Monir Shahroudy Farmanfarmaian

Monir Shahroudy Farmanfarmaian’s (b. 1924, Qazvin/Tehran) mirror works present a free play between surfaces laid on the wall and the space that unfolds therefrom. Small pieces of mirror, cut in numerous shapes and put together in angled patterns, compose crumpled reliefs that open into an infinite space and multiplicity of refractions. Choreographing reflective folds, the mirror works shrink their surrounding spatial dimensions in an evolving mise en abyme and rearrange their hold of the universe in an interdimensional world of their own.

Technically speaking, Farmanfarmaian’s works are informed by a well-established tradition of Persian decorative arts, including a group of master craftsmen seminal to the process of creating her works. In Iran, mosaic mirrors date back to the 16th century when large sheets of mirror, purchased from Europe to decorate palaces, arrived shattered. Master craftsmen cut and reused broken pieces of the precious material in the same way that they used to work with ceramic tiles, thus creating enchanting mosaic mirrors.

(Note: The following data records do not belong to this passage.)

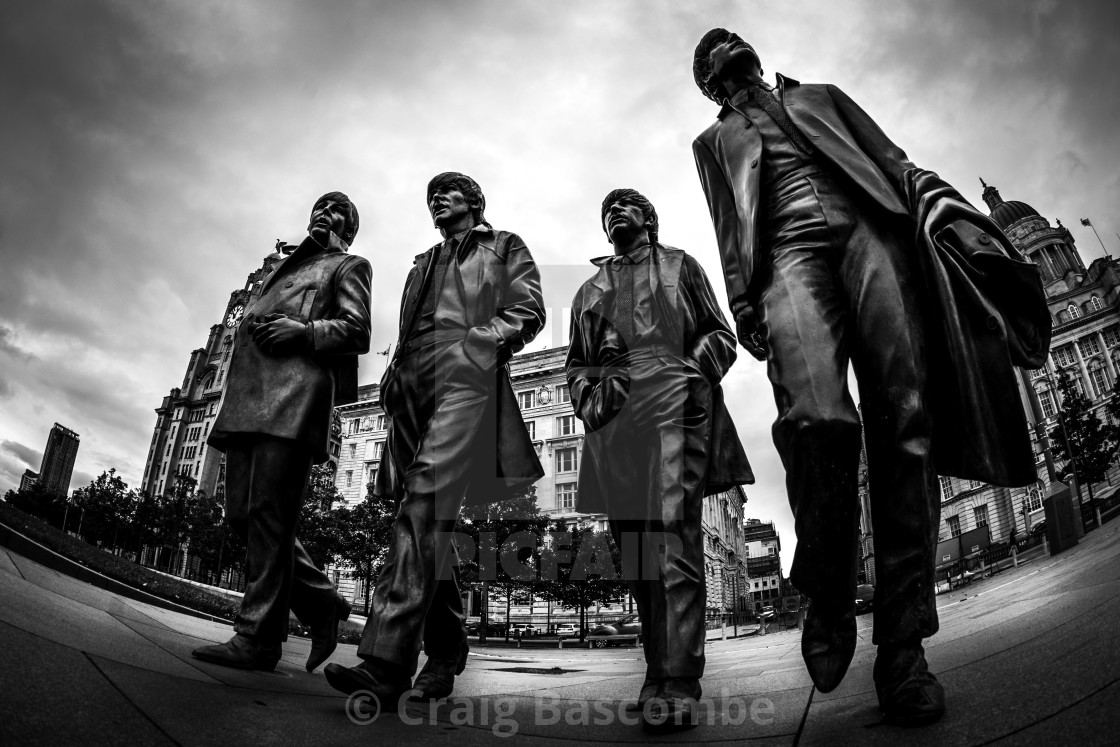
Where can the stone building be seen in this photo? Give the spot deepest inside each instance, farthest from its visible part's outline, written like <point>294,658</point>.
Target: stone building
<point>58,458</point>
<point>184,418</point>
<point>542,394</point>
<point>1084,305</point>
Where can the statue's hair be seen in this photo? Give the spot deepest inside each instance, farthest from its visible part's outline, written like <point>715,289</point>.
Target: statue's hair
<point>464,184</point>
<point>640,201</point>
<point>350,227</point>
<point>702,73</point>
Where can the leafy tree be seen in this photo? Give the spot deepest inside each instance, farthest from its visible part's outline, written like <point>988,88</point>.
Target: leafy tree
<point>1090,447</point>
<point>364,533</point>
<point>581,569</point>
<point>492,528</point>
<point>320,525</point>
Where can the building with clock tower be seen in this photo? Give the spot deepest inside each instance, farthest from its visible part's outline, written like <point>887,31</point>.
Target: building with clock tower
<point>184,418</point>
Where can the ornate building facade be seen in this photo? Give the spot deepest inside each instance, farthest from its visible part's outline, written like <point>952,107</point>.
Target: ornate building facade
<point>1084,305</point>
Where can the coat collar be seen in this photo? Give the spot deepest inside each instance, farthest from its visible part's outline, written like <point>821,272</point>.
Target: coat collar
<point>783,85</point>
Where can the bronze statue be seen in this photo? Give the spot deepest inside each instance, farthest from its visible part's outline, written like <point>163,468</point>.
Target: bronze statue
<point>295,352</point>
<point>455,433</point>
<point>815,214</point>
<point>649,348</point>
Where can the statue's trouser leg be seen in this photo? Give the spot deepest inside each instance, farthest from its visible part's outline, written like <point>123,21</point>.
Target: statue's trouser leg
<point>436,455</point>
<point>663,437</point>
<point>842,288</point>
<point>264,483</point>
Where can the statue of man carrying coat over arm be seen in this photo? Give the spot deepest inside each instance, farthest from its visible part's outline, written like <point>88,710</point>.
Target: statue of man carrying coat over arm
<point>838,250</point>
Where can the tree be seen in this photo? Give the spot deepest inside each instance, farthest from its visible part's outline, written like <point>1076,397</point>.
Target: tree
<point>1081,439</point>
<point>365,532</point>
<point>108,504</point>
<point>585,566</point>
<point>491,528</point>
<point>320,525</point>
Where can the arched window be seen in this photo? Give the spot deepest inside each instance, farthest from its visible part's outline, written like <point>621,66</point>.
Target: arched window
<point>1099,379</point>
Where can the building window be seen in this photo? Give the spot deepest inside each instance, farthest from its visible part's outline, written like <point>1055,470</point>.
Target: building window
<point>566,495</point>
<point>1088,346</point>
<point>566,460</point>
<point>1111,336</point>
<point>566,425</point>
<point>1099,379</point>
<point>1046,399</point>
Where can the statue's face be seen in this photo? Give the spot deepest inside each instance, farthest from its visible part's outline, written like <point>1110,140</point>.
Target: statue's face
<point>327,216</point>
<point>448,206</point>
<point>734,55</point>
<point>623,220</point>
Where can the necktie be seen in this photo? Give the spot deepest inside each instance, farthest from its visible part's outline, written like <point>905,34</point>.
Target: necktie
<point>774,108</point>
<point>624,300</point>
<point>437,277</point>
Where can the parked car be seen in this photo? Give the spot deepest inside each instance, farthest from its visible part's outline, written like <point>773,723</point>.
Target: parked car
<point>865,598</point>
<point>567,631</point>
<point>626,626</point>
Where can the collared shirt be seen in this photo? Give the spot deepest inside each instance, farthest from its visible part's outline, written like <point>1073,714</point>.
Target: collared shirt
<point>781,158</point>
<point>642,328</point>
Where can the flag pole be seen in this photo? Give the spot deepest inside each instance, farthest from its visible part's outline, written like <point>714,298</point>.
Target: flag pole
<point>1090,224</point>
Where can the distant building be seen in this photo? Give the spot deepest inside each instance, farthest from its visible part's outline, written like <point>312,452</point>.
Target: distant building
<point>184,418</point>
<point>764,562</point>
<point>542,394</point>
<point>58,460</point>
<point>28,479</point>
<point>1084,306</point>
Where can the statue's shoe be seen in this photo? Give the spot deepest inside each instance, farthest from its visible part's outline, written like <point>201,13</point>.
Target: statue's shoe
<point>673,708</point>
<point>908,693</point>
<point>828,644</point>
<point>325,634</point>
<point>437,678</point>
<point>240,652</point>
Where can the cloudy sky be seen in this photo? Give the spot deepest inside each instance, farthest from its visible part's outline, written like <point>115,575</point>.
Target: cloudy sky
<point>151,153</point>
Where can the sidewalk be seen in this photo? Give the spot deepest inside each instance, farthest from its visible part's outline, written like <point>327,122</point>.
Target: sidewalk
<point>1029,655</point>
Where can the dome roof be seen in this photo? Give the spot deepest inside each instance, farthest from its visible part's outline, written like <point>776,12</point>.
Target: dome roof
<point>1006,212</point>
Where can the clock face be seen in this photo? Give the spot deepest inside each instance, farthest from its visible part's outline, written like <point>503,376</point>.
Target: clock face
<point>233,318</point>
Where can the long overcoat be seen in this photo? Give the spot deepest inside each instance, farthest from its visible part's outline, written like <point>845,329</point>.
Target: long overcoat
<point>705,338</point>
<point>854,148</point>
<point>292,395</point>
<point>501,305</point>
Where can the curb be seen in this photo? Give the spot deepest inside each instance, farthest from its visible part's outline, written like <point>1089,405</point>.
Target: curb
<point>28,548</point>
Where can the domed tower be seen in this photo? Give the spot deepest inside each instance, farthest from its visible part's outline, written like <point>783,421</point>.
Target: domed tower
<point>1050,248</point>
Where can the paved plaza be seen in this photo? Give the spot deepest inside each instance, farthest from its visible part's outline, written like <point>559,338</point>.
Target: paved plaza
<point>1029,655</point>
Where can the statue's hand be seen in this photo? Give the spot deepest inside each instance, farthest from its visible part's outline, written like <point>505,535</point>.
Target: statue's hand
<point>750,337</point>
<point>279,335</point>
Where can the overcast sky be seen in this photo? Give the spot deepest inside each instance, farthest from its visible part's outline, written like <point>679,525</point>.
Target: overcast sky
<point>151,153</point>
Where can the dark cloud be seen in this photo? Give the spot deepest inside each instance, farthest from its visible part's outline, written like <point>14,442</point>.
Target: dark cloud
<point>25,454</point>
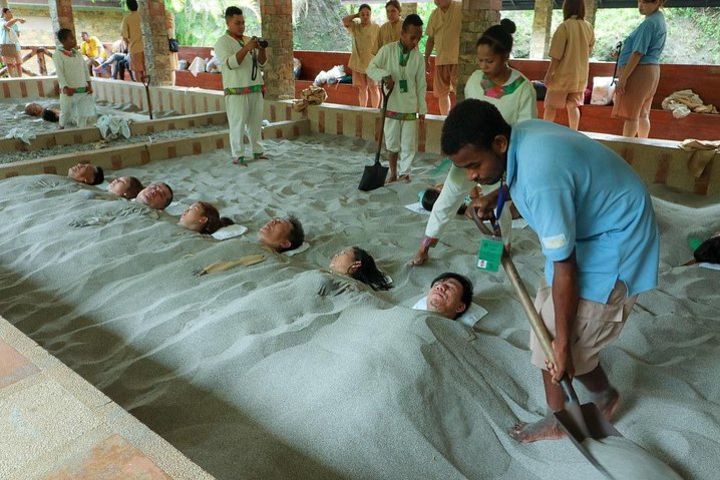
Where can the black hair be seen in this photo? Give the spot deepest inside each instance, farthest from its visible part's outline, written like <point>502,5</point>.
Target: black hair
<point>466,297</point>
<point>297,234</point>
<point>499,37</point>
<point>63,33</point>
<point>368,273</point>
<point>429,198</point>
<point>412,20</point>
<point>232,11</point>
<point>172,195</point>
<point>215,221</point>
<point>99,176</point>
<point>708,251</point>
<point>472,122</point>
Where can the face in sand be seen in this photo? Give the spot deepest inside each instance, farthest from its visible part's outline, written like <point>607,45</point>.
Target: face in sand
<point>450,295</point>
<point>86,173</point>
<point>126,187</point>
<point>282,234</point>
<point>157,196</point>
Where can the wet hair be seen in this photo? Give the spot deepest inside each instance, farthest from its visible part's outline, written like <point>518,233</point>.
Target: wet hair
<point>412,20</point>
<point>466,297</point>
<point>99,176</point>
<point>574,7</point>
<point>63,34</point>
<point>232,11</point>
<point>499,37</point>
<point>297,234</point>
<point>429,198</point>
<point>172,195</point>
<point>134,188</point>
<point>708,251</point>
<point>368,273</point>
<point>215,221</point>
<point>472,122</point>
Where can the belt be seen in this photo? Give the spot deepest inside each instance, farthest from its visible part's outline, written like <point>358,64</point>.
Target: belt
<point>245,90</point>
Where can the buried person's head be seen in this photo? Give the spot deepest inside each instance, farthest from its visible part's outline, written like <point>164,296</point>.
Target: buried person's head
<point>476,138</point>
<point>450,295</point>
<point>203,217</point>
<point>282,234</point>
<point>157,195</point>
<point>360,265</point>
<point>86,173</point>
<point>126,187</point>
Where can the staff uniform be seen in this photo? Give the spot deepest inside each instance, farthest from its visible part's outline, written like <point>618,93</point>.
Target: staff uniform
<point>649,39</point>
<point>78,109</point>
<point>364,48</point>
<point>389,32</point>
<point>243,95</point>
<point>406,101</point>
<point>516,101</point>
<point>444,27</point>
<point>571,46</point>
<point>132,31</point>
<point>579,196</point>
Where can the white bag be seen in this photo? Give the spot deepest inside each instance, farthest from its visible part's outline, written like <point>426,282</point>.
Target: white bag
<point>603,91</point>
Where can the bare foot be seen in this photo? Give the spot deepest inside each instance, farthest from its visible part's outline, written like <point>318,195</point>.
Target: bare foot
<point>607,402</point>
<point>545,429</point>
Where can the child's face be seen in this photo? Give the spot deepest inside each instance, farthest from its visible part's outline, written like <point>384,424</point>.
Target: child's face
<point>491,63</point>
<point>70,42</point>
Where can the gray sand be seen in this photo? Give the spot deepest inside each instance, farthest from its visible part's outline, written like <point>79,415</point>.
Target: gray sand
<point>253,374</point>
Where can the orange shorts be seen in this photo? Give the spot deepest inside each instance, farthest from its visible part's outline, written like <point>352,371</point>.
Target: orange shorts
<point>362,80</point>
<point>639,92</point>
<point>445,79</point>
<point>561,98</point>
<point>137,62</point>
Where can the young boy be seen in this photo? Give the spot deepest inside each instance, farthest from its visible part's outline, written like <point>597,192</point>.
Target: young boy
<point>401,66</point>
<point>241,59</point>
<point>444,35</point>
<point>77,106</point>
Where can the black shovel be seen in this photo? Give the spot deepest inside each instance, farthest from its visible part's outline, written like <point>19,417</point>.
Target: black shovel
<point>578,421</point>
<point>374,175</point>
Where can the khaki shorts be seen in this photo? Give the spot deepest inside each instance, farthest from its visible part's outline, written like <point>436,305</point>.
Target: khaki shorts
<point>137,62</point>
<point>362,80</point>
<point>561,98</point>
<point>596,326</point>
<point>639,92</point>
<point>445,79</point>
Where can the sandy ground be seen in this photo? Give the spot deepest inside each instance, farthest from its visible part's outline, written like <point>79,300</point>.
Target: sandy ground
<point>281,370</point>
<point>12,114</point>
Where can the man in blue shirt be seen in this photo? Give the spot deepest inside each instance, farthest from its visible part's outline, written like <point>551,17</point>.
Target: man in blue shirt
<point>596,226</point>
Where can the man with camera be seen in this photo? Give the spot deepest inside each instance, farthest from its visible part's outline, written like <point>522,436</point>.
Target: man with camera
<point>241,60</point>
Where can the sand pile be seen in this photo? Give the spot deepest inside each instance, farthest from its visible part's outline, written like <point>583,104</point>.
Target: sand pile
<point>281,370</point>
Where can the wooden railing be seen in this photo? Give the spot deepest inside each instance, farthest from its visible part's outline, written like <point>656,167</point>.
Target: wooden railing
<point>35,51</point>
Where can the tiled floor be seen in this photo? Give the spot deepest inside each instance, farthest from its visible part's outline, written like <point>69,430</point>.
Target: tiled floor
<point>56,426</point>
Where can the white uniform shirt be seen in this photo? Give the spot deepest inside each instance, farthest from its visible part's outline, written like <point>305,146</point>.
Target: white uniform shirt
<point>71,70</point>
<point>236,75</point>
<point>387,62</point>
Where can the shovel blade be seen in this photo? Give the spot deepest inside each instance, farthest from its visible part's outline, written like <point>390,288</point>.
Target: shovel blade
<point>373,177</point>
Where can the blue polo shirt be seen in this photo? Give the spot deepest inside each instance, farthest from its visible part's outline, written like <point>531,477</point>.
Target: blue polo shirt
<point>648,38</point>
<point>579,195</point>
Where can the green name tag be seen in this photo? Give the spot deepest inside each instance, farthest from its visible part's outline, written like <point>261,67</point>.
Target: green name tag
<point>490,254</point>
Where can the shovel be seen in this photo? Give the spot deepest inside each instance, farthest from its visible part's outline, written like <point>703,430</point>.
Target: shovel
<point>375,174</point>
<point>578,421</point>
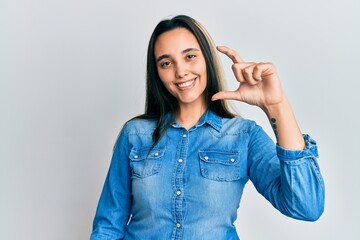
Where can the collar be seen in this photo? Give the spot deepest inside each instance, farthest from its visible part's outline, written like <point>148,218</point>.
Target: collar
<point>209,117</point>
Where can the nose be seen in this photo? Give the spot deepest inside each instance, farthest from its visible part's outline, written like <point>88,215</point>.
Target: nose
<point>181,70</point>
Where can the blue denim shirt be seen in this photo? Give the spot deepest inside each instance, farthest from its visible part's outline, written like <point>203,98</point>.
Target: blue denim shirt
<point>190,184</point>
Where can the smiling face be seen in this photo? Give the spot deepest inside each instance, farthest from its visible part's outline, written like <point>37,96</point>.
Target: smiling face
<point>181,66</point>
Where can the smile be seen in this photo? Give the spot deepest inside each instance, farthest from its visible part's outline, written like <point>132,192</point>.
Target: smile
<point>186,85</point>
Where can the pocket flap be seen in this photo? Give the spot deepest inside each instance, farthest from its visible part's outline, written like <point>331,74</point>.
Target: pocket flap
<point>142,154</point>
<point>226,158</point>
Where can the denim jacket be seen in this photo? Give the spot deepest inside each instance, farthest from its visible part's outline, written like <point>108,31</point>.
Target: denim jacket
<point>190,184</point>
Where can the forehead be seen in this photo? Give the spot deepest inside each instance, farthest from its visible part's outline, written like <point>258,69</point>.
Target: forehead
<point>175,41</point>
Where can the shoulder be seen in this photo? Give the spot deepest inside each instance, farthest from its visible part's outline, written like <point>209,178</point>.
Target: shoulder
<point>139,126</point>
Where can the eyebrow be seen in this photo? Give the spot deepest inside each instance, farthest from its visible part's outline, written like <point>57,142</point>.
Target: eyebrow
<point>182,52</point>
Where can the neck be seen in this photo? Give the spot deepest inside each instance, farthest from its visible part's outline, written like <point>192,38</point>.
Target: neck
<point>190,114</point>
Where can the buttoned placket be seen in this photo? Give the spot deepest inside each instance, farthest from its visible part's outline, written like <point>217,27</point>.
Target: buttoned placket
<point>178,185</point>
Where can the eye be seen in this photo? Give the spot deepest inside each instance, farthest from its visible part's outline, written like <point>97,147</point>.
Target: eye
<point>191,56</point>
<point>165,64</point>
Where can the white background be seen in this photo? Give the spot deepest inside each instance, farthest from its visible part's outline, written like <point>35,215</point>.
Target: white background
<point>73,71</point>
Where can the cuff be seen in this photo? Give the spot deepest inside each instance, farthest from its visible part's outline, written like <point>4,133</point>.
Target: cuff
<point>310,150</point>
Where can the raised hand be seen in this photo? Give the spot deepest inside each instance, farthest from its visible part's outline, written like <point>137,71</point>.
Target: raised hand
<point>259,82</point>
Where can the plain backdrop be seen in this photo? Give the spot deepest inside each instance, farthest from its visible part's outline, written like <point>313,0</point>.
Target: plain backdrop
<point>73,71</point>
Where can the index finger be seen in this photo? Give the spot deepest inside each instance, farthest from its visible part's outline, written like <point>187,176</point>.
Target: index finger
<point>230,53</point>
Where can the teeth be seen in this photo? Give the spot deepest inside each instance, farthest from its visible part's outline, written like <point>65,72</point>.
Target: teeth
<point>185,84</point>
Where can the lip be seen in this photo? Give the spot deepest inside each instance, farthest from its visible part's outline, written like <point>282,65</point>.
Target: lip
<point>184,85</point>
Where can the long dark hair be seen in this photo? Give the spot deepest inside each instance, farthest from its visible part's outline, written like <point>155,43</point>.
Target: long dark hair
<point>159,101</point>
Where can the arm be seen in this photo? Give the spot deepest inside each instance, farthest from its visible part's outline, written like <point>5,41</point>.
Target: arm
<point>114,206</point>
<point>289,179</point>
<point>286,174</point>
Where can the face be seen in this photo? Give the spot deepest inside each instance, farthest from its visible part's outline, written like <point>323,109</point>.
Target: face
<point>181,66</point>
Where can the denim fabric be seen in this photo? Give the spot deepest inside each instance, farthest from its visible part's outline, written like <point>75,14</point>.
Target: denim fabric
<point>190,184</point>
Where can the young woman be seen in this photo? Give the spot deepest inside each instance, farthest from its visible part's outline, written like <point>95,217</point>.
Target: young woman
<point>178,171</point>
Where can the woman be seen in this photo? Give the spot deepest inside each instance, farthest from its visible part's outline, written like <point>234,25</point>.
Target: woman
<point>179,170</point>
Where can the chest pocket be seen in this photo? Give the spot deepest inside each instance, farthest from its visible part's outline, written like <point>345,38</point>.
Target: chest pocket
<point>220,165</point>
<point>144,163</point>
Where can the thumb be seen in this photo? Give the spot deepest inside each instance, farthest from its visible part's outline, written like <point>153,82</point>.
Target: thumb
<point>228,95</point>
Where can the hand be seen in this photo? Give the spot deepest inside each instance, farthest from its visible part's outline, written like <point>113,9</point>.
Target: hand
<point>259,82</point>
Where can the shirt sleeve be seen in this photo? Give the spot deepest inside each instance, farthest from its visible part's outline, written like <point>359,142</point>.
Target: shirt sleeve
<point>114,207</point>
<point>289,179</point>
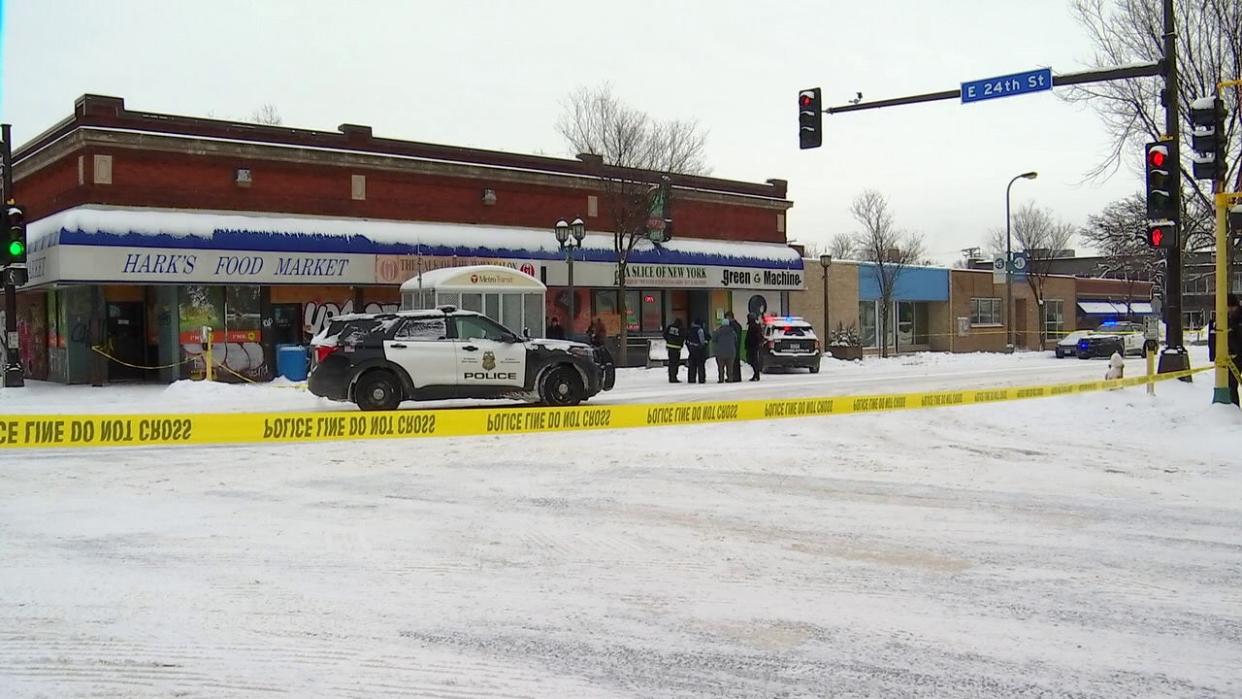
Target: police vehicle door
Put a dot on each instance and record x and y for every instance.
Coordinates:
(422, 348)
(485, 358)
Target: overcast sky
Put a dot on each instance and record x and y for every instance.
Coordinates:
(493, 75)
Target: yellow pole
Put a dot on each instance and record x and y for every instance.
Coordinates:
(1221, 392)
(1151, 371)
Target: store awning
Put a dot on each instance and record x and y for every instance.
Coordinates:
(313, 235)
(1114, 308)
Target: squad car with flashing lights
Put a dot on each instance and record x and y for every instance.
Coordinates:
(790, 342)
(1123, 338)
(378, 360)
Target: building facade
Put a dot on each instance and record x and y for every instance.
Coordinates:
(963, 311)
(145, 229)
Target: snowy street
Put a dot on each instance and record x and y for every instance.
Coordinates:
(1083, 545)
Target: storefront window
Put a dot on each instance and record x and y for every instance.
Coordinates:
(632, 306)
(1053, 317)
(867, 323)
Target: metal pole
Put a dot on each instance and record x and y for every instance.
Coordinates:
(13, 373)
(1174, 358)
(573, 294)
(1221, 390)
(827, 329)
(1009, 271)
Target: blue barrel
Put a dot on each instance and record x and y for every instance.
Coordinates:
(291, 361)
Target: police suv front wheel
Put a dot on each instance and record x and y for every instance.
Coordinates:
(378, 390)
(562, 386)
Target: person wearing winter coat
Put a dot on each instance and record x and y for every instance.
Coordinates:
(675, 339)
(754, 340)
(725, 349)
(555, 332)
(1233, 322)
(697, 344)
(740, 333)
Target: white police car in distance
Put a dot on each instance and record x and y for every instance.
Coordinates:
(380, 359)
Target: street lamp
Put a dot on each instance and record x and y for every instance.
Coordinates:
(1009, 261)
(569, 236)
(826, 261)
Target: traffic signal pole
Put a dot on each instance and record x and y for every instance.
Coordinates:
(13, 374)
(1174, 358)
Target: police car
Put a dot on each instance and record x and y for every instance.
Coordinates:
(380, 359)
(790, 342)
(1118, 337)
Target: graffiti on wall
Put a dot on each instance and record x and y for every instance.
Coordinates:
(316, 314)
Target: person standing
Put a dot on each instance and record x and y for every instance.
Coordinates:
(675, 339)
(1233, 322)
(754, 340)
(696, 343)
(555, 332)
(725, 349)
(740, 345)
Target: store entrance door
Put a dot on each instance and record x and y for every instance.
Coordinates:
(126, 342)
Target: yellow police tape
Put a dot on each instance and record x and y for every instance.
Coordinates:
(57, 431)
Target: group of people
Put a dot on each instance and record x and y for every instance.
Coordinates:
(730, 340)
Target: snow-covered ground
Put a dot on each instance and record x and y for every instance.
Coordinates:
(906, 373)
(1084, 545)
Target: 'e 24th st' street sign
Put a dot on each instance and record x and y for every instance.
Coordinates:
(1006, 86)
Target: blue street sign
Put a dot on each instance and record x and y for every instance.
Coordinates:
(1006, 86)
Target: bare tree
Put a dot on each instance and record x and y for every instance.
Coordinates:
(888, 250)
(1117, 234)
(266, 114)
(1043, 239)
(842, 246)
(1209, 50)
(636, 158)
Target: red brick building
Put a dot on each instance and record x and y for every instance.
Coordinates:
(148, 226)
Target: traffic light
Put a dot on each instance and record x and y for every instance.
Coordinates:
(15, 236)
(1161, 235)
(1207, 138)
(810, 118)
(1161, 184)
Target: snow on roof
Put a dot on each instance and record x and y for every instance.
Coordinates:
(266, 232)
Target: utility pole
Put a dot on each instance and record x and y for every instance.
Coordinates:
(1174, 356)
(13, 373)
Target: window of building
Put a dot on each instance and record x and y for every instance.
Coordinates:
(985, 312)
(1053, 317)
(912, 323)
(867, 323)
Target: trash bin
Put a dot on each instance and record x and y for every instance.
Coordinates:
(291, 361)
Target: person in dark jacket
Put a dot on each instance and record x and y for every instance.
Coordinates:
(675, 339)
(1233, 322)
(740, 333)
(696, 343)
(754, 340)
(555, 332)
(725, 350)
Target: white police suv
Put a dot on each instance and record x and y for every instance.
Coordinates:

At first sight, these mirror works readily lend themselves to mystical and transcendental interpretations, as they invoke the interior design of a mosque or a Sufi temple, where this particular craft was historically most adopted – a technique with the symbolic function of shattering the image of the self in front of the omnipresence of god. These shiny surfaces project a reciprocal vision between the fragmented parts and the totality of a whole, while meticulously conceived geometrical shapes open up a celestial view into the cosmic order of the universe. Yet for Farmanfarmaian, reinterpreting these architectural structures, and the imaginative process of contemplation of geometric potentials, is also rooted in other contexts – such as her experience of moving to New York in the ’50s, and the seriality and repetition of forms in modern art as well as broader visual culture. AM


Monir was born in Qazvin, Iran, in 1924, where she studied Fine Arts at the Tehran University and completed her studies at Cornell University. Having graduated from Parsons School of Design in 1949, she became a Member of the New York Art Students' League (1950-53). Her works have been exhibited extensively in Iran, the United States, Europe, and the Middle East, including presentations at the Solomon R. Guggenheim Museum, NY; Museum of Modern Art, NY; Serralves Foundation, Porto; Sharjah Biennial 11; WIELS Contemporary Art Center, Brussels; Leighton House Museum, London; Haus der Kunst, Munich; 29th Bienal de Sao Paulo; and the Venice Biennale (1958, 1964, 1966 and 2009). Monir’s major commissioned installations include work for the Queensland Art Museum, Australia (2009), the Victoria & Albert Museum’s Jameel Collection (2006), the Dag Hammerskjöd building, NY (1981) and the Niyavaran Cultural Center (1977-78), as well as acquisitions by the Metropolitan Museum, NY; The Tehran Museum of Contemporary Art; The Museum of Contemporary Art Tokyo; The Tate Modern, London; The Sharjah Art Foundation; The Victoria and Albert Museum, London; The Louis Vuitton Foundation, Paris; amongst others and most recently the Solomon R. Guggenheim Museum, NY. Monir currently lives and works in Tehran, Iran.